ROI selection and fiber-tracking results. (A) Representative medio-temporal ROIs from a single subject. The ERC (red), PRC (blue), and PHC (green) were manually segmented from the subjects’ individual T1-weighted MRIs. (B) Localization of the fMRI-based PFC DM seed region. All PFC starting regions for fiber tracking were seeded around the local maxima of activation during deep vs. shallow processing (LOP) or successful encoding (DM), respectively. The picture shows the distribution (mean ± 1 and 2 SD) of the DLPFC (cyan) and VLPFC (yellow) DM seed regions of the study subjects. (C) Fiber-tracking results. The figure displays the fiber tracts linking the fMRI-based DLPFC and VLPFC DM seed regions and the three anatomically selected MTL regions. Results from a representative subject are shown. In all subjects, fiber tracking yielded connections of comparable anatomical location, but of variable strength.

Fiber-Tracking Results.

Fiber tracts were reconstructed from individual activation peaks within the four fMRI-derived seed regions in the PFC (DLPFC DM, VLPFC DM, dorsomedial and ventrolateral LOP regions) to the three anatomically segmented regions of interest (ROIs) within the MTL (Fig. 2 A and B).
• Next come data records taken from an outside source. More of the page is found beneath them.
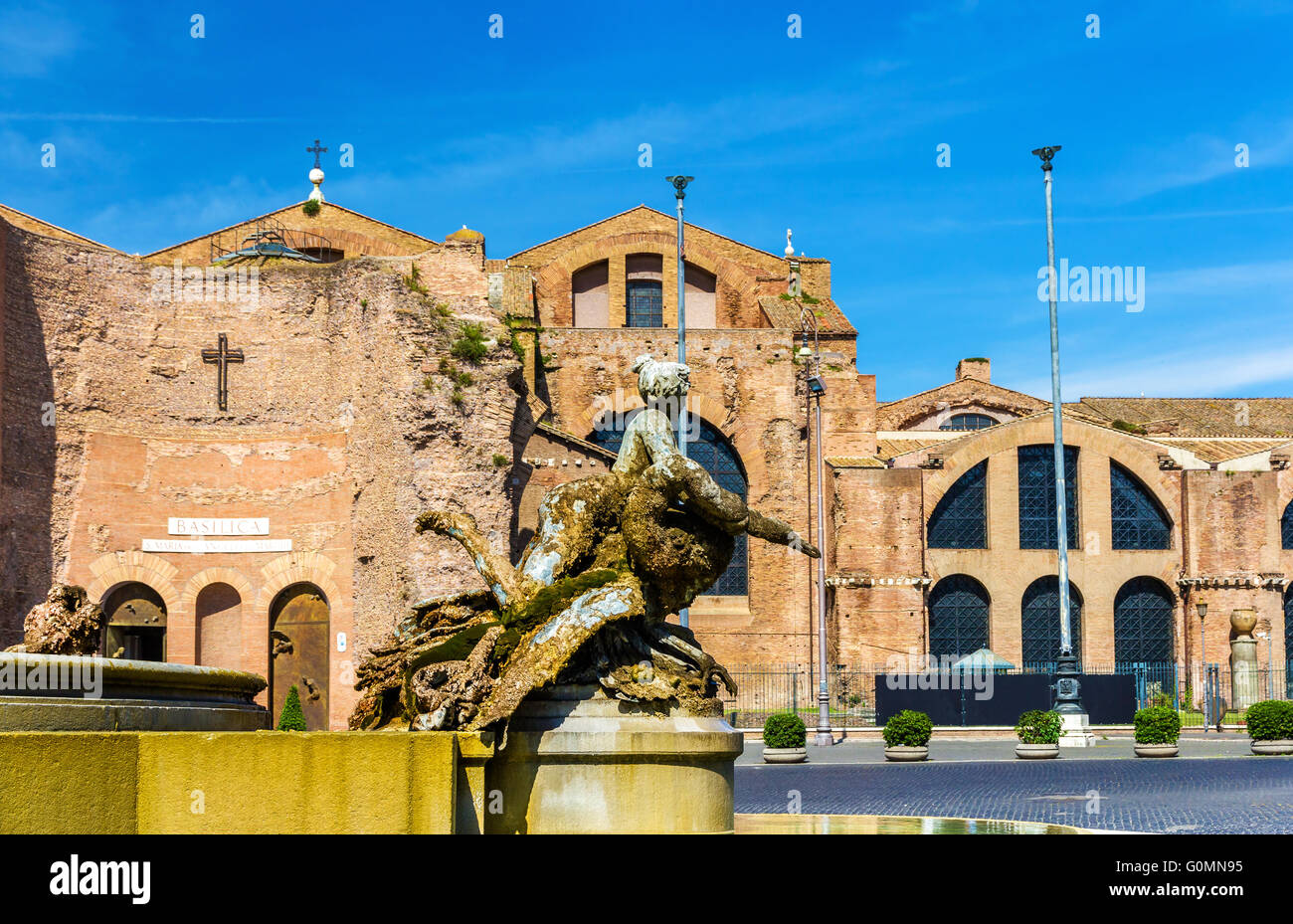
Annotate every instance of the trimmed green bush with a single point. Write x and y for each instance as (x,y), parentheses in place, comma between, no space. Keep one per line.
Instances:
(908,729)
(784,729)
(1158,725)
(1270,720)
(291,719)
(1038,726)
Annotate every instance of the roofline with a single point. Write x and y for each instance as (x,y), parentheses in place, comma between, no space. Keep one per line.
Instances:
(258,217)
(663,215)
(59,228)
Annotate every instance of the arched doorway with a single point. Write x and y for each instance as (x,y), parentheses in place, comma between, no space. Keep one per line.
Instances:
(1039,623)
(136,623)
(298,650)
(219,612)
(1142,623)
(958,617)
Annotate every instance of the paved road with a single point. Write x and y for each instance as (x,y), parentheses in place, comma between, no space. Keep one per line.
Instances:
(1201,795)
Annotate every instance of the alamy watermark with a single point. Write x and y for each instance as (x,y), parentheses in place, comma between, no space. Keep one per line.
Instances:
(1094,283)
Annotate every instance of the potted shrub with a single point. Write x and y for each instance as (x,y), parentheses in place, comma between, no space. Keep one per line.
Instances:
(1038,734)
(784,739)
(1270,725)
(906,735)
(1156,732)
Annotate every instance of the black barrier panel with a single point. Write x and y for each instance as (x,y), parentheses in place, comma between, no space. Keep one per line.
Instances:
(1110,699)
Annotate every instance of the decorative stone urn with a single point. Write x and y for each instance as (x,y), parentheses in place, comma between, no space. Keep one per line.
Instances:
(1035,751)
(785,755)
(905,752)
(1242,659)
(1272,747)
(1156,750)
(577,761)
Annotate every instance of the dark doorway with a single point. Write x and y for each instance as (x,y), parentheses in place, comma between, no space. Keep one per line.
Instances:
(136,623)
(298,652)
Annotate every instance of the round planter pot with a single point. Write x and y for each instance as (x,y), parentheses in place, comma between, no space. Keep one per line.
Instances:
(1156,750)
(905,752)
(1035,751)
(1268,747)
(785,755)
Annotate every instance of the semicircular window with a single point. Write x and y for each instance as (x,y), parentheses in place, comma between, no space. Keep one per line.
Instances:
(1138,519)
(1142,623)
(716,457)
(960,521)
(958,617)
(968,422)
(1039,623)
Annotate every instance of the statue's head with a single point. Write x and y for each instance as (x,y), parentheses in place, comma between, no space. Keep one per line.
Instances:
(658,379)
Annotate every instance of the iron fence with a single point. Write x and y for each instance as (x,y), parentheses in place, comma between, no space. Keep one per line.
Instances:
(1205,695)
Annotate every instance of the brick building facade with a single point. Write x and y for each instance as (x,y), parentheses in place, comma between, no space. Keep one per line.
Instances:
(275,534)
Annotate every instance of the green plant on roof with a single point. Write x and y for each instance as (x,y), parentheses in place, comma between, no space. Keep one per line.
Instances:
(469,345)
(291,719)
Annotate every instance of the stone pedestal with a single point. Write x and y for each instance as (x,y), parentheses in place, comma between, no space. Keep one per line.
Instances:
(1242,659)
(576,761)
(1074,730)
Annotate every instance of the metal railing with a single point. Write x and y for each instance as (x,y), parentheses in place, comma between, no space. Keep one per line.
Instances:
(1203,695)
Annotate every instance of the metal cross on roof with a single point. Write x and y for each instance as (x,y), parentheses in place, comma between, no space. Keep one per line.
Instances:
(221,357)
(315,151)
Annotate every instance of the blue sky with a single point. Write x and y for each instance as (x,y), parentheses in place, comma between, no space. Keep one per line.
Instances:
(160,136)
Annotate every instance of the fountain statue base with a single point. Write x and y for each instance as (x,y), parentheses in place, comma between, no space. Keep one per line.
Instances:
(577,761)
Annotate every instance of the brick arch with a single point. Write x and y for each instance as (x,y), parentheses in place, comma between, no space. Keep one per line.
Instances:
(133,566)
(744,437)
(302,568)
(215,575)
(1136,456)
(554,279)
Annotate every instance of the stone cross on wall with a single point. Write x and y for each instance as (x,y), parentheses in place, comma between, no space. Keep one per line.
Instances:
(221,357)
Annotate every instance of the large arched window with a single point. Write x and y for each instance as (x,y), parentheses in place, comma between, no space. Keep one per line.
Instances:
(1142,623)
(645,294)
(1037,529)
(1039,623)
(960,521)
(958,617)
(1138,521)
(968,422)
(716,457)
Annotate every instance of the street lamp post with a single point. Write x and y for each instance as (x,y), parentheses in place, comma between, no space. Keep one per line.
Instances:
(1201,609)
(679,184)
(816,389)
(1068,700)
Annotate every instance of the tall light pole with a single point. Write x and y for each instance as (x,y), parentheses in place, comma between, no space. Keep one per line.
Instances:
(1068,700)
(816,387)
(679,184)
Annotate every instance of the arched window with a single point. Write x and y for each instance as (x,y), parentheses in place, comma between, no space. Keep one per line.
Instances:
(1142,623)
(1138,521)
(716,457)
(136,623)
(1037,527)
(1039,623)
(960,521)
(958,617)
(968,422)
(590,294)
(645,294)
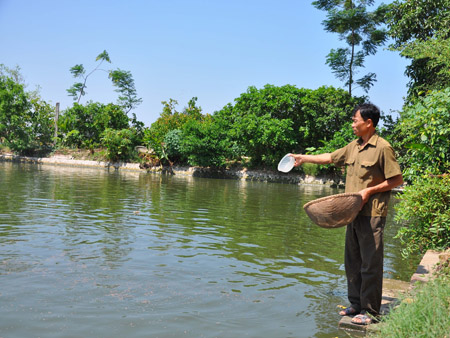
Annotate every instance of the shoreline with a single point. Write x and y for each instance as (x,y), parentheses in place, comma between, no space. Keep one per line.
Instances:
(229,173)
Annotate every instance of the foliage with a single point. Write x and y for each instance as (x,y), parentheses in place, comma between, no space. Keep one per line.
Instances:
(424,132)
(173,145)
(170,119)
(205,143)
(358,28)
(425,315)
(83,125)
(122,80)
(26,122)
(119,144)
(425,210)
(78,71)
(420,31)
(267,123)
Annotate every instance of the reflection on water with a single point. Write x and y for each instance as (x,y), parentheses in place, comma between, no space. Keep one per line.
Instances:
(87,252)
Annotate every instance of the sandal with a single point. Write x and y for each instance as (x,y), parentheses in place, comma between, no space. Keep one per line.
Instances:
(348,311)
(362,319)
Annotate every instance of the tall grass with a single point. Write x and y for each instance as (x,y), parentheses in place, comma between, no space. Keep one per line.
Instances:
(428,315)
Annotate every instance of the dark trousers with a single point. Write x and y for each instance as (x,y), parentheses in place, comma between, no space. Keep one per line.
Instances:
(364,263)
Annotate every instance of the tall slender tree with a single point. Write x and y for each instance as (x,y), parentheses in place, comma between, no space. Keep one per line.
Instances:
(362,32)
(420,30)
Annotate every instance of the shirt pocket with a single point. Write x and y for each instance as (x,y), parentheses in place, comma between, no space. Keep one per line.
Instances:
(367,169)
(350,165)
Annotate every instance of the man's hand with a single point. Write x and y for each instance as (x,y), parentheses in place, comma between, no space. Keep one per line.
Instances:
(387,185)
(316,159)
(365,194)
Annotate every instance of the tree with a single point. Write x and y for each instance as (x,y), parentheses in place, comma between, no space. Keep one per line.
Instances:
(420,30)
(121,79)
(83,125)
(424,132)
(170,119)
(358,28)
(78,71)
(26,122)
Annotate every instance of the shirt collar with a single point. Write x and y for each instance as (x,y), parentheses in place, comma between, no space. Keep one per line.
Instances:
(372,141)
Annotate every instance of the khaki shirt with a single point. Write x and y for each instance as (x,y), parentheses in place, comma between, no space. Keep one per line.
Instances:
(366,167)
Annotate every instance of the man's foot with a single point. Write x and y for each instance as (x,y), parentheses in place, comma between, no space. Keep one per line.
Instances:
(348,311)
(362,319)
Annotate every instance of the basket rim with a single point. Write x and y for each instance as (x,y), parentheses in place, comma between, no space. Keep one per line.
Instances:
(332,196)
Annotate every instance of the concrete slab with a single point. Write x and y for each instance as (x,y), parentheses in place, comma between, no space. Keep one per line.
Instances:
(426,267)
(392,291)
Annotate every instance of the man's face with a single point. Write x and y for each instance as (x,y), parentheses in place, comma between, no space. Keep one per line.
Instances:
(359,126)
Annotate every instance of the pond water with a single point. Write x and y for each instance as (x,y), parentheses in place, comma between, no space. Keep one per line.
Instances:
(98,253)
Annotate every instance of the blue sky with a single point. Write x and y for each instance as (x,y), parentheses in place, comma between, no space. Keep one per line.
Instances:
(211,49)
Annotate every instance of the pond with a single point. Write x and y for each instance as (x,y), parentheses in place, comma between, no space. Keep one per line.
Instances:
(98,253)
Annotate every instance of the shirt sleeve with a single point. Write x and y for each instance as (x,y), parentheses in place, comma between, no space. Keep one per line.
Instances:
(391,166)
(339,156)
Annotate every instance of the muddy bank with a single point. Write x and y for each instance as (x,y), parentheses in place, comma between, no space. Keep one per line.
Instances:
(293,177)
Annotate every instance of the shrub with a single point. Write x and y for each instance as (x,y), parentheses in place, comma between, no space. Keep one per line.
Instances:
(425,211)
(119,144)
(424,131)
(173,146)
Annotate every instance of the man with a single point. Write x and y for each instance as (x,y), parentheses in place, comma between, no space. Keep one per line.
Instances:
(373,171)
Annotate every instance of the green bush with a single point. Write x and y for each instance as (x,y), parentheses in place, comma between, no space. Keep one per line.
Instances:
(423,316)
(26,122)
(205,143)
(424,132)
(170,119)
(424,210)
(173,145)
(119,144)
(83,125)
(270,122)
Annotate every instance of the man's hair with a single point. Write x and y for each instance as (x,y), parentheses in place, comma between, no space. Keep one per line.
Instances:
(368,111)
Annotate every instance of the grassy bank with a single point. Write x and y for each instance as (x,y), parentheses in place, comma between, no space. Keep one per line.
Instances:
(423,313)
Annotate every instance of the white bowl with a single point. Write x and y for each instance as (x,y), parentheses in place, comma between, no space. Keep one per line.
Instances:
(286,164)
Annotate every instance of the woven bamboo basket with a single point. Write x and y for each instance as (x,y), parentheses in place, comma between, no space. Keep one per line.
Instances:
(334,211)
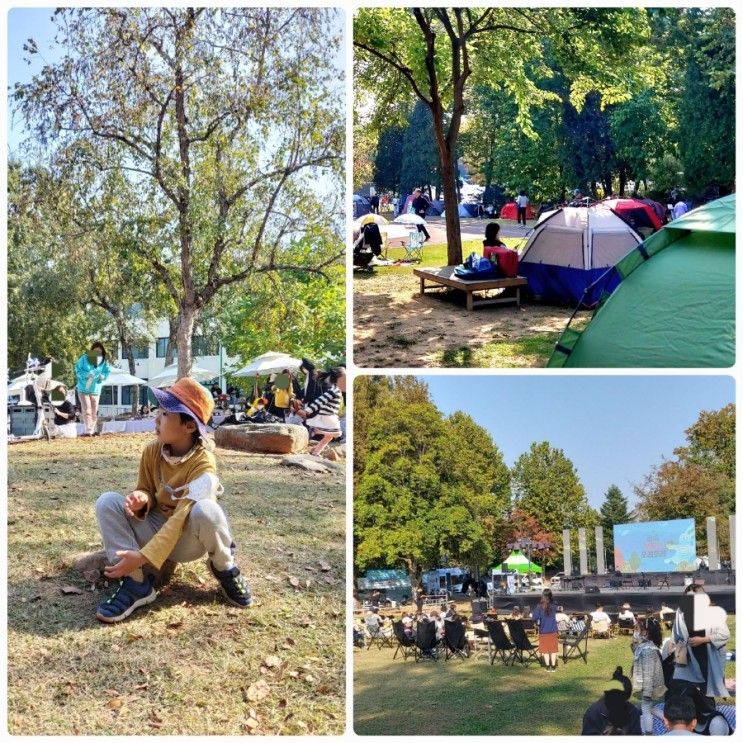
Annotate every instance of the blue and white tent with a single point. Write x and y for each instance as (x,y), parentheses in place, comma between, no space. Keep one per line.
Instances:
(571,249)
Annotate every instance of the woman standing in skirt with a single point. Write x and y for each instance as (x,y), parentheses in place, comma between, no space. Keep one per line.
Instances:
(546,618)
(321,415)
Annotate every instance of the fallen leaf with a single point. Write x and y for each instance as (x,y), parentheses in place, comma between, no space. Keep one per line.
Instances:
(259,690)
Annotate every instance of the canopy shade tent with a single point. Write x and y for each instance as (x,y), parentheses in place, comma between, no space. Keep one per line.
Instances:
(271,362)
(169,375)
(519,562)
(569,252)
(120,377)
(674,305)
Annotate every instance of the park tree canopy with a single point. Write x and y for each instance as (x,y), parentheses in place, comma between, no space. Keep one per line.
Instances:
(225,120)
(438,53)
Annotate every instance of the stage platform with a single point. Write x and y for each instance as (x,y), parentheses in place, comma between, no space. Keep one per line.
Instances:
(640,599)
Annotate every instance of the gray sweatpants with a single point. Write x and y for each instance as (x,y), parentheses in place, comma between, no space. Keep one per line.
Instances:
(206,531)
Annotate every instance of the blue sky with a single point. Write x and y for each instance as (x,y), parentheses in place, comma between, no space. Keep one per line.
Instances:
(613,428)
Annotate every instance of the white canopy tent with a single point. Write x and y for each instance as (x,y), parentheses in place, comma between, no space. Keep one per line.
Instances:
(271,362)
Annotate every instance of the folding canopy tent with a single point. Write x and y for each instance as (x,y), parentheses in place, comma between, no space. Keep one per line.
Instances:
(570,250)
(674,305)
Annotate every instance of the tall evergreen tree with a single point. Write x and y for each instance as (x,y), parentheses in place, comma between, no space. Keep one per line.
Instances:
(614,510)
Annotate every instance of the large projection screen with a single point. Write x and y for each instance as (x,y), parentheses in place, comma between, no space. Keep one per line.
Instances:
(655,547)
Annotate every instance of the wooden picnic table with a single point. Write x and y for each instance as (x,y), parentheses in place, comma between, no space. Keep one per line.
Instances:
(444,277)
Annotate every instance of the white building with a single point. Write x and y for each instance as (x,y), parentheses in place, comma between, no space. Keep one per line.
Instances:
(208,353)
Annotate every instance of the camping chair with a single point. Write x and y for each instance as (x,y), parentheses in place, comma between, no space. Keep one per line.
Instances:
(521,643)
(455,640)
(575,645)
(482,644)
(377,636)
(600,629)
(425,641)
(500,645)
(405,643)
(414,247)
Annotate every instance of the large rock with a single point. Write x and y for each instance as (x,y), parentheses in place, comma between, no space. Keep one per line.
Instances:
(266,438)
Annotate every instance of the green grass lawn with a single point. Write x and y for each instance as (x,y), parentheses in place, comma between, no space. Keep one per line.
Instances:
(189,664)
(472,697)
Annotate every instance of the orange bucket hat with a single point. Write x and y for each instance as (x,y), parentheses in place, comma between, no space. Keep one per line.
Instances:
(189,397)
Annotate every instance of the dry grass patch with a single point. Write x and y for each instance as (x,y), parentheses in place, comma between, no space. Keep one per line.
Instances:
(189,664)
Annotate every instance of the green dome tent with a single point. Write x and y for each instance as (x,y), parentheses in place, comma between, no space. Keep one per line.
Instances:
(675,305)
(519,562)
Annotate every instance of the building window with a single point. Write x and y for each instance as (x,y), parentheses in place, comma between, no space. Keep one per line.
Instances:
(203,346)
(139,352)
(161,346)
(126,394)
(109,395)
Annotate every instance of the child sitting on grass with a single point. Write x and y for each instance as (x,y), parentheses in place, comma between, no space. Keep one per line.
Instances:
(172,513)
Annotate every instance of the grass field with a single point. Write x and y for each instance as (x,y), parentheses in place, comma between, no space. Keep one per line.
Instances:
(189,664)
(472,697)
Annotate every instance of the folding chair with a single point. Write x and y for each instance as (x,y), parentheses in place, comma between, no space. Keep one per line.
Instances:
(414,246)
(425,641)
(500,644)
(405,643)
(377,636)
(575,645)
(482,644)
(521,643)
(455,640)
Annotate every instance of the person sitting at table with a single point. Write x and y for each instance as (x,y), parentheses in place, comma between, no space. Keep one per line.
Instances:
(599,615)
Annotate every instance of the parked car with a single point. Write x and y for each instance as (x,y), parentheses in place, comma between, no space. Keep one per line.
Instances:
(361,206)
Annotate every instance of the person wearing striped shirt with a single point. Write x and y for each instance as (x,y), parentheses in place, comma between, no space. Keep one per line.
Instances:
(321,414)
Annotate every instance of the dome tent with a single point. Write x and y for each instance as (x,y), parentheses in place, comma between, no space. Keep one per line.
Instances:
(674,304)
(570,249)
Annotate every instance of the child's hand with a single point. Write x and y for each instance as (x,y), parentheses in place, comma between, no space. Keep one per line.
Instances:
(129,561)
(135,502)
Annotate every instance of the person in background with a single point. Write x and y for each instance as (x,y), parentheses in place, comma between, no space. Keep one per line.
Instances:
(544,615)
(647,669)
(420,206)
(64,413)
(91,370)
(522,201)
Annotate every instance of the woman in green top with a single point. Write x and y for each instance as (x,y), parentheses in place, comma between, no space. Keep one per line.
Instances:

Fig. 2C displays representative fiber tracts linking the MTL and memory-related PFC regions in a single subject. The absolute number of fiber tracts showed high interindividual variability in our cohort, which was observed at comparable magnitudes by all three raters. Type 3 intraclass correlations revealed interrater reliabilities of 0.680 < r < 0.994 (all, P < 0.001). Fig. 3A displays example fiber tracts from three participants linking the VLPFC DM seed region to the segmented PRC in three representative subjects.

Fig. 3.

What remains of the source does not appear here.